Figure 11. A simple triggering example in LabVIEW
7. Caveats and Pitfalls
Jumbo Packets: If your NIC device, or any intermediate network hardware (switch, router, etc.), does not support Jumbo packets, you will be limited to a packet size of less than 1500 Bytes. The GigE Vision packet size cannot be greater than the maximum packet size allowed by the NIC.
Firewalls: Many corporate networks employ firewalls for network security. However, you cannot acquire from GigE Vision cameras with the firewall enabled, unless you use the High Performace driver. If your company's network policy does not allow you to disable the firewall or use a different network driver, you will need to use a system dedicated to image acquisition, that is not part of the corporate network.

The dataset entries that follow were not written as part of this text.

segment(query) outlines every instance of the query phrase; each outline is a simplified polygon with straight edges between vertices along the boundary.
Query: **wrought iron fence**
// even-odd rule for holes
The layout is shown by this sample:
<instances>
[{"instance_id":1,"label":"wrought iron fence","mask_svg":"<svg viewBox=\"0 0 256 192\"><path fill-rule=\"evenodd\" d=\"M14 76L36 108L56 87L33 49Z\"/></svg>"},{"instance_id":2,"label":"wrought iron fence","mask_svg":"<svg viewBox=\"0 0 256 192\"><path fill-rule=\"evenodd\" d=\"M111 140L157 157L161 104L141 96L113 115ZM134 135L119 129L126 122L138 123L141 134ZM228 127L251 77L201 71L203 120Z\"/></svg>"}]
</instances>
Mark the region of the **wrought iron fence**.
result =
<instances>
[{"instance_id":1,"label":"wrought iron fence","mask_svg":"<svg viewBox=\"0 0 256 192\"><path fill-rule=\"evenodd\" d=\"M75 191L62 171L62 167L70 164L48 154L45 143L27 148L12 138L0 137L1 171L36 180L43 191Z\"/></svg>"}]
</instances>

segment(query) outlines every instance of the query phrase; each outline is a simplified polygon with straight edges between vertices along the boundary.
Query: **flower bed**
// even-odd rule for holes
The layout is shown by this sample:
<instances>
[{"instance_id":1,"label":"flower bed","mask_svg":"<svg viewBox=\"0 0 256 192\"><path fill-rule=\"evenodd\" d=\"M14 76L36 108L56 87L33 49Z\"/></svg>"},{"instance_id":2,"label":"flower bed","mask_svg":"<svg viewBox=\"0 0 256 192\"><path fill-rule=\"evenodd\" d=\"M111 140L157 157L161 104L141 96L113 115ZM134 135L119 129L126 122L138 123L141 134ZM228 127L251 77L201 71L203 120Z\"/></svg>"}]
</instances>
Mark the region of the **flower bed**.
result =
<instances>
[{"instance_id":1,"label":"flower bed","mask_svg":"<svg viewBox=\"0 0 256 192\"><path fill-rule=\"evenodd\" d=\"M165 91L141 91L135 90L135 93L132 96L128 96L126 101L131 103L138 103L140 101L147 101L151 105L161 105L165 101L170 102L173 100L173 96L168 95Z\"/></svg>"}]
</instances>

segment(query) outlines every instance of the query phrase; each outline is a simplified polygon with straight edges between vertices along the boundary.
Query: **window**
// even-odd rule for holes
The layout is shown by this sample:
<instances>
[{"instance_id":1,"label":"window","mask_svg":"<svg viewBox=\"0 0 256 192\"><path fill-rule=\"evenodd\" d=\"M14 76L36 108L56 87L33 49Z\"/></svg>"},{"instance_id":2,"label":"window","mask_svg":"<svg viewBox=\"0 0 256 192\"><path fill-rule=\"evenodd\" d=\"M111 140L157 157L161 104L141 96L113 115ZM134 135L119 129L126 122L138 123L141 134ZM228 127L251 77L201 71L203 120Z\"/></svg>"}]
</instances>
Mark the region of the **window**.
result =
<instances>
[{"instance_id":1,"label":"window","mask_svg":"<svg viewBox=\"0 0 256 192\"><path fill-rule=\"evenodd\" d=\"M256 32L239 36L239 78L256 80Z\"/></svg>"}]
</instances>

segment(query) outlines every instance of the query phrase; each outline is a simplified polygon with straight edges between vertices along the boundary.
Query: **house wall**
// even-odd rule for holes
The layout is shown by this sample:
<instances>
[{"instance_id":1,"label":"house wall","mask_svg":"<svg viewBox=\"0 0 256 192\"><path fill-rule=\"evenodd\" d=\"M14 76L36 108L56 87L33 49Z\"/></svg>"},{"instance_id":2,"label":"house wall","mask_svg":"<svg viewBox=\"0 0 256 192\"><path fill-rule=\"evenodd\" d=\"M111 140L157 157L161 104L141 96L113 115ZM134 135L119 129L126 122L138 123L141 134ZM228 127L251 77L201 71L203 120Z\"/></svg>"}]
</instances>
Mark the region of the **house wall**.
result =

Corrupt XML files: As with any new standard, camera manufacturing companies routinely release new revision of their firmware. If you get an error stating that the XML file is corrupt, please contact the camera manufacturer for the latest revision of their firmware.
Interoperability: While GenICam gives camera manufacturers the flexibility of creating a custom attribute set, it makes it difficult to easily switch between cameras without modifying your code. While the GenICam Standard Features Naming Convention alleviates this problem to a certain extent, most of the conventions are only recommendations and not requirements. So a camera manufacturer may deviate from the convention, in which case, the application software will need to be modified to be interoperable with other cameras.